The line that separates the visible from the invisible part of the iceberg of domestic violence against women is also the line under which starts the silence of the victims as well as the silence, inhibition, and tolerance of the social environment surrounding the victims. By breaking this silence, by reducing the social tolerance and inhibition, and by increasing identification and reporting of domestic violence against women we will also be taking steps to progressively melt the iceberg of domestic violence. This is an important challenge for western societies (even after more than 25 years of activism in the field of intimate partner violence), but this challenge is even greater in other cultures where violence against women is seen as a natural phenomenon based in deep rooted beliefs and attitudes, and calls for sustained and coordinate actions at community, national, and international levels.1 It is clear that better quality prevalence data are needed, because the available statistics do not reflect the pervasiveness of the problem. But prevention policies would also benefit from data monitoring indicators of social silence, inhibition, and tolerance. This could be done, for example, by monitoring changes in the number of cases reported by those who know about the violence (neighbours, relatives, friends, health or law enforcement personnel), as well as changes in social attitudes (such as victim blaming, balance of power between men and women in relationships, or zero tolerance attitudes). When figures converge with the prevalence estimates we would know that something is really changing, that a sizeable proportion of the population no longer tolerates domestic violence against women.

Policy implications

  • Public awareness campaigns should also focus on the invisible part of the iceberg of domestic violence against women, pointing out that it is the result not only of the victim’s silence but also of the silence, tolerance, and inhibition of the social circles surrounding the victims.

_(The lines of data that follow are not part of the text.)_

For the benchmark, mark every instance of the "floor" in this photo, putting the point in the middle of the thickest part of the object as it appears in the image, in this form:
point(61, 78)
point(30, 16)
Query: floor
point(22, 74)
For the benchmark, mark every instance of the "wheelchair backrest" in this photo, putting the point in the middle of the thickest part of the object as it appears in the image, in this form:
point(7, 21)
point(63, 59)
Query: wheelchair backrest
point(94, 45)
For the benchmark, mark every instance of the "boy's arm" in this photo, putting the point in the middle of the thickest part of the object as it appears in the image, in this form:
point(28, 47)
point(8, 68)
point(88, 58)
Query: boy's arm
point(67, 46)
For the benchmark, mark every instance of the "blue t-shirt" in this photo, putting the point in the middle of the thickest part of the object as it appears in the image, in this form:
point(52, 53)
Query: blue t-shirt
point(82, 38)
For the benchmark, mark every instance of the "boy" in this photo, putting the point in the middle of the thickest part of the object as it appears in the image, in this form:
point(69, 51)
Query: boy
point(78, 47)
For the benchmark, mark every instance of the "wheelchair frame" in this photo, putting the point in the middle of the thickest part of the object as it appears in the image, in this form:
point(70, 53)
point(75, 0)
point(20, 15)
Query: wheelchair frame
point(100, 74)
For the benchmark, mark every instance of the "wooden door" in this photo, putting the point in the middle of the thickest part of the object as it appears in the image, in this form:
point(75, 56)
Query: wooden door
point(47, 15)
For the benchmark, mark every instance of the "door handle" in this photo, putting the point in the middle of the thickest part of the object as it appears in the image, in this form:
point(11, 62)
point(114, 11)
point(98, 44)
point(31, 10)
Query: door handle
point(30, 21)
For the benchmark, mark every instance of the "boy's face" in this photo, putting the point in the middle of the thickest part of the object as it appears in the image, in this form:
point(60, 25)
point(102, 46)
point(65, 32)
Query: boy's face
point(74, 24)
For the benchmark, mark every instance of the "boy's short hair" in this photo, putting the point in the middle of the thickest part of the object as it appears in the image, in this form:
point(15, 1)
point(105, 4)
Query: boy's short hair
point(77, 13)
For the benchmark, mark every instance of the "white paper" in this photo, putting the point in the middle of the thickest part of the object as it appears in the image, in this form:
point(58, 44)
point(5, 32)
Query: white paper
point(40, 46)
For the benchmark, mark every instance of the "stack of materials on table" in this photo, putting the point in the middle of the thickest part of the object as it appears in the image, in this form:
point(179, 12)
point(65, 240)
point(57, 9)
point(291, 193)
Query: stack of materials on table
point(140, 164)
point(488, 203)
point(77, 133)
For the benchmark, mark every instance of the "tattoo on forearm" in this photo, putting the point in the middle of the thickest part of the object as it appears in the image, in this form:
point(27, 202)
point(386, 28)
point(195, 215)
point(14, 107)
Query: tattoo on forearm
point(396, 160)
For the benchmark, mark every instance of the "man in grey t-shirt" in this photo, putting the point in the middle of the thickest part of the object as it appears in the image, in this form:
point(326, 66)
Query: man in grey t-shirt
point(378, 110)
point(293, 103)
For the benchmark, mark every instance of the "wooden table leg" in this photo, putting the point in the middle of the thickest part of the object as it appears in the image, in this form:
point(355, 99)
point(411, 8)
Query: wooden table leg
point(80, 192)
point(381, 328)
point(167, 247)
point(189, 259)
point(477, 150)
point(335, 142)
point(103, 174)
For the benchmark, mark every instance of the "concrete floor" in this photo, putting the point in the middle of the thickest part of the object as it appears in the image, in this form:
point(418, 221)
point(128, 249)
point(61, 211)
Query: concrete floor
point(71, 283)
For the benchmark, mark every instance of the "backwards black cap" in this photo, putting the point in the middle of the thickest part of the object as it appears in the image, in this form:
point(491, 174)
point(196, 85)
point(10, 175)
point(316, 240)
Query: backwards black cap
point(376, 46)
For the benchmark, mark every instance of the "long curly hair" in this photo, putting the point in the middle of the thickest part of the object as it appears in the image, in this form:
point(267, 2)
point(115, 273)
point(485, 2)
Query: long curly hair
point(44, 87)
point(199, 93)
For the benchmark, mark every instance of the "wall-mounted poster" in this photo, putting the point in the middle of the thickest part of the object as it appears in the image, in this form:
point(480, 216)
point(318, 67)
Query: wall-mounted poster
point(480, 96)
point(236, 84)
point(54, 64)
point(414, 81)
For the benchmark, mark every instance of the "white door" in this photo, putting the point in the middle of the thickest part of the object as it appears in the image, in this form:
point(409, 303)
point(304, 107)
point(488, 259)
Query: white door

  • Public education campaigns need to transmit the idea of social responsibility in issues of domestic violence. Greater social response (in particular of those who know but choose not to tell) would help break the climate of social tolerance, thus increasing the costs for perpetrators, and acting as a deterrent.

  • Domestic violence policies should target the reduction of the gap between prevalence estimates and reported cases. These policies would benefit from a greater research focus on societal attitudes towards intimate partner violence issues (reporting, victim blaming, tolerance, inhibition, silence).

  • Policies should promote training and education to raise awareness, and to improve identification skills and appropriate responses to the disclosure of intimate partner violence in health settings.

  • As policies that are directed to progressively melt the iceberg of domestic violence become more successful, more resources need to be allocated at different levels (health settings, law enforcement, community services, support programmes for the victims).